The yacht was 234 ft 10 in overall length, 206.5 ft (registered length), 34.2 ft 0 in beam with a depth of 16.8 ft 0 in. As built draft was 12 ft with Navy giving draft as 13 ft 0 in. Cambriona had two Winton diesel engines of 1,100 horsepower driving twin screws. The yacht was lavishly furnished with a crew of forty. Cambriona was registered with U.S. Official Number 229626, home port of Detroit, Michigan with signal letters MHSR.

==Yacht==
===Cambriona===
Cambriona had an apartment suite for the owner that included two baths and five double staterooms with private baths for guests on the berth deck. The main deck had a large dining room forward with a hallway running through the pantry and galley area to music and living rooms and the owner's lounge and library. Above was a bridge deck with bridge, captain's quarters, radio and navigation rooms forward in a deck house. In an after house were smoking room, gymnasium and club room.
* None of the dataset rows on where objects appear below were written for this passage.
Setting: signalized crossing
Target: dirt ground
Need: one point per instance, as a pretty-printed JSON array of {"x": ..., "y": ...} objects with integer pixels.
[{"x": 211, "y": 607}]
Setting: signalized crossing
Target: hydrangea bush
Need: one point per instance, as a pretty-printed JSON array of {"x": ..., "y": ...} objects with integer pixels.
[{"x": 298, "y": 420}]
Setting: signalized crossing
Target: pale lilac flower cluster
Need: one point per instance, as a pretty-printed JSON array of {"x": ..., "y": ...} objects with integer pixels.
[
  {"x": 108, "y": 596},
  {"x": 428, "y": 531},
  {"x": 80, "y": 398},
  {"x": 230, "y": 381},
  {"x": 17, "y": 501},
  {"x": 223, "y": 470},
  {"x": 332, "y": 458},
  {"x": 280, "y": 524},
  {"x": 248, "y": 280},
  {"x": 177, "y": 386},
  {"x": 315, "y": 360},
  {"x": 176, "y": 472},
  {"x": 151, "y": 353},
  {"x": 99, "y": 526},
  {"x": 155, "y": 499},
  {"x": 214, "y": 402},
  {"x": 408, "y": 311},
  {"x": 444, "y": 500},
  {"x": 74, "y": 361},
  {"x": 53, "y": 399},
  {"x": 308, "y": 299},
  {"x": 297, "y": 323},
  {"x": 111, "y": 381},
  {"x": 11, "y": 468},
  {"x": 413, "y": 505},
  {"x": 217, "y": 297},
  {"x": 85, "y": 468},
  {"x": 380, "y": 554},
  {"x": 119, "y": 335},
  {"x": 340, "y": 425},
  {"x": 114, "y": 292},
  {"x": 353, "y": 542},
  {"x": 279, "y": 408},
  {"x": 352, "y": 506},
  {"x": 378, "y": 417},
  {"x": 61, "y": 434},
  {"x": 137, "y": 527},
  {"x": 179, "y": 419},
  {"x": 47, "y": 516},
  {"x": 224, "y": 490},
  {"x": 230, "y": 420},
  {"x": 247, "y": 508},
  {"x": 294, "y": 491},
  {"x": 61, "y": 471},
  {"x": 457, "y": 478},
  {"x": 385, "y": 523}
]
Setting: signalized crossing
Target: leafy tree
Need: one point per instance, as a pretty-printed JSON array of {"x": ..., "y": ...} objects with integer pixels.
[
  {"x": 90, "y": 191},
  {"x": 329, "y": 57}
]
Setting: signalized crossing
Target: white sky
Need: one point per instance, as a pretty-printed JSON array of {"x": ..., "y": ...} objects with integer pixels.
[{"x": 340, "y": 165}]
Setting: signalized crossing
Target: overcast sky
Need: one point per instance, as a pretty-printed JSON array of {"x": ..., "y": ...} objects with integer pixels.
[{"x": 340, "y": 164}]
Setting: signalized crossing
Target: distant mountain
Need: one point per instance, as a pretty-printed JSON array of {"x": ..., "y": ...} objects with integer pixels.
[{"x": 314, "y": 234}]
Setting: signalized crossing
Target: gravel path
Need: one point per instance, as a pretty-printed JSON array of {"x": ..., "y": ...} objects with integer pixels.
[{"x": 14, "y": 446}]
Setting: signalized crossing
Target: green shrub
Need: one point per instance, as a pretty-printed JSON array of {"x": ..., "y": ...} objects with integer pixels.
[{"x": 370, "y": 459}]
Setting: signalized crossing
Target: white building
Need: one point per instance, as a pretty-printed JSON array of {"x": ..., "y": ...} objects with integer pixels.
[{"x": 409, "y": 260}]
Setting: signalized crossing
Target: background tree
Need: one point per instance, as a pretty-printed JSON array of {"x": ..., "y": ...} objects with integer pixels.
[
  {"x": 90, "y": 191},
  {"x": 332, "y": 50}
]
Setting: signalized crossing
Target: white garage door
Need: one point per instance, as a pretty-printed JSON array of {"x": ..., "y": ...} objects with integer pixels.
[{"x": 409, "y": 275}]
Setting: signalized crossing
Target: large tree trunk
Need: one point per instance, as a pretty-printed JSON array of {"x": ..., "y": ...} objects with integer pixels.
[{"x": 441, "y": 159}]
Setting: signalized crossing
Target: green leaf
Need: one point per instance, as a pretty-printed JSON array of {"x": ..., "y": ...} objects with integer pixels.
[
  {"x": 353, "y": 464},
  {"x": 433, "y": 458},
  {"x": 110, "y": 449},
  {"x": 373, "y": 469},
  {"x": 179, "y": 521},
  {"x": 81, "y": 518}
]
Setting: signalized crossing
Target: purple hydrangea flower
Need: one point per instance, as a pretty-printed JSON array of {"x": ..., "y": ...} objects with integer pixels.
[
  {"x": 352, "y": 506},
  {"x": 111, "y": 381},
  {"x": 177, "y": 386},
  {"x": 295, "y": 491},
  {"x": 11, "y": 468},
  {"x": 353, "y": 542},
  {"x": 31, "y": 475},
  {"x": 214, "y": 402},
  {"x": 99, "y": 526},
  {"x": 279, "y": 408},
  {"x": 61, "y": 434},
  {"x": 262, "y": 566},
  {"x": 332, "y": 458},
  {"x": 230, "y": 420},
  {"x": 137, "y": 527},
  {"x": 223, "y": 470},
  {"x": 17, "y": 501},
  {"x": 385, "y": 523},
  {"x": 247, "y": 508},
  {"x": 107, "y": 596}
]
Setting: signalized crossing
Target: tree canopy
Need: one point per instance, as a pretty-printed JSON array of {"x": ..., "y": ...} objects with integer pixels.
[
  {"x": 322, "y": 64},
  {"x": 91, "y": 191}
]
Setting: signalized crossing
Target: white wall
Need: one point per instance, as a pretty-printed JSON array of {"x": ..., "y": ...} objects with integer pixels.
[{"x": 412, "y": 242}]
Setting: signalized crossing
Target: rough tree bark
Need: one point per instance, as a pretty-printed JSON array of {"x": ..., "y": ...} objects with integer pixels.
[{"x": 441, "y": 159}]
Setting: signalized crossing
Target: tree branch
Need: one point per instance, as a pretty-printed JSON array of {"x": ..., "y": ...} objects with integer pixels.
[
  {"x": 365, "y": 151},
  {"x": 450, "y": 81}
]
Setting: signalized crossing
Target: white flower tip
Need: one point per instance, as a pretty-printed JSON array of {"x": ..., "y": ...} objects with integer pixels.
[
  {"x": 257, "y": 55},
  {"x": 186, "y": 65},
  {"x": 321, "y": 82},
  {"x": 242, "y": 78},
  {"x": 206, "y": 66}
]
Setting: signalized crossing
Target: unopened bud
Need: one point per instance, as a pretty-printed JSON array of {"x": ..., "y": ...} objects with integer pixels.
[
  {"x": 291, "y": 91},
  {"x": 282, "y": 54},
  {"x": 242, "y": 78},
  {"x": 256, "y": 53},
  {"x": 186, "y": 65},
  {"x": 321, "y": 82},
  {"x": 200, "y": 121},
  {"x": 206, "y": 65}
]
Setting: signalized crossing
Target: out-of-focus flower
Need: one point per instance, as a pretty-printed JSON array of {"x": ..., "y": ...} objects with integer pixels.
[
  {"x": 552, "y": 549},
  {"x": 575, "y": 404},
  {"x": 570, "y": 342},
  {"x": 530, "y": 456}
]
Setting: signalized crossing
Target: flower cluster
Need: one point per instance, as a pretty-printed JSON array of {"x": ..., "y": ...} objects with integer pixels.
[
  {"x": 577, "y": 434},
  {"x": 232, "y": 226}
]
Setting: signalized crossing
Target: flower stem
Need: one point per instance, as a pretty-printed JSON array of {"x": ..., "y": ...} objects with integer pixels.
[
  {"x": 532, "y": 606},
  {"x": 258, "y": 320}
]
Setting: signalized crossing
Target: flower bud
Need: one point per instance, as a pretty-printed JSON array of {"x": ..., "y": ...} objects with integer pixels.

From 1930 until its sale in 1941 Briggs' captain of the yacht was Gaston R. De Groote who would later captain the first nuclear powered merchant ship NS Savannah.

===Vida===
Cambriona was bought in 1938 by Erle P. Halliburton. Halliburton, founder of the New Method Oil Well Cementing Company now known as Halliburton and member of the Newport Harbor Yacht Club, Newport Beach, California, named the yacht for his daughter as Vida under Honduran registry. The yacht was the largest in Newport Harbor and used for weekend trips to Catalina and cruises to Alaska, Mexico and Honduras.

==Navy service==
Vida was acquired by the Navy, 15 January 1942 and commissioned on 24 February 1942. The vessel arrived at Pearl Harbor 1 May 1942 for patrol and escort duty with the Hawaiian Sea Frontier. She served escorting Army transports and merchant vessels to outlying islands, transporting civilian workers and servicemen and participating in exercises and drills with destroyers. From 1 December 1943 to 14 April 1944 Vida was based at Midway for patrol duty, exercises and training with submarines. After overhaul at Pearl Harbor she returned to operations with weather station patrols added to her duties. On 8 November 1945 she got underway for the west coast arriving at San Francisco 17 November. Crystal was decommissioned there 6 March 1946 and was transferred to the custody of the Maritime Commission (MC) 2 April 1947 for disposal.

==Post Navy==
The vessel was placed by the MC in the reserve fleet for custody only awaiting sale on behalf of the Navy on 8 November 1946. On 12 February 1947 the vessel was sold to Clyde Webster and withdrawn from the fleet 7 April for delivery to Navy, the buyer and Barnett Shipping. With the name Crystal retained the ship was apparently given IMO number 5082649. The vessel was used as a freighter and passenger service in Central and South America. The ship's fate is unknown.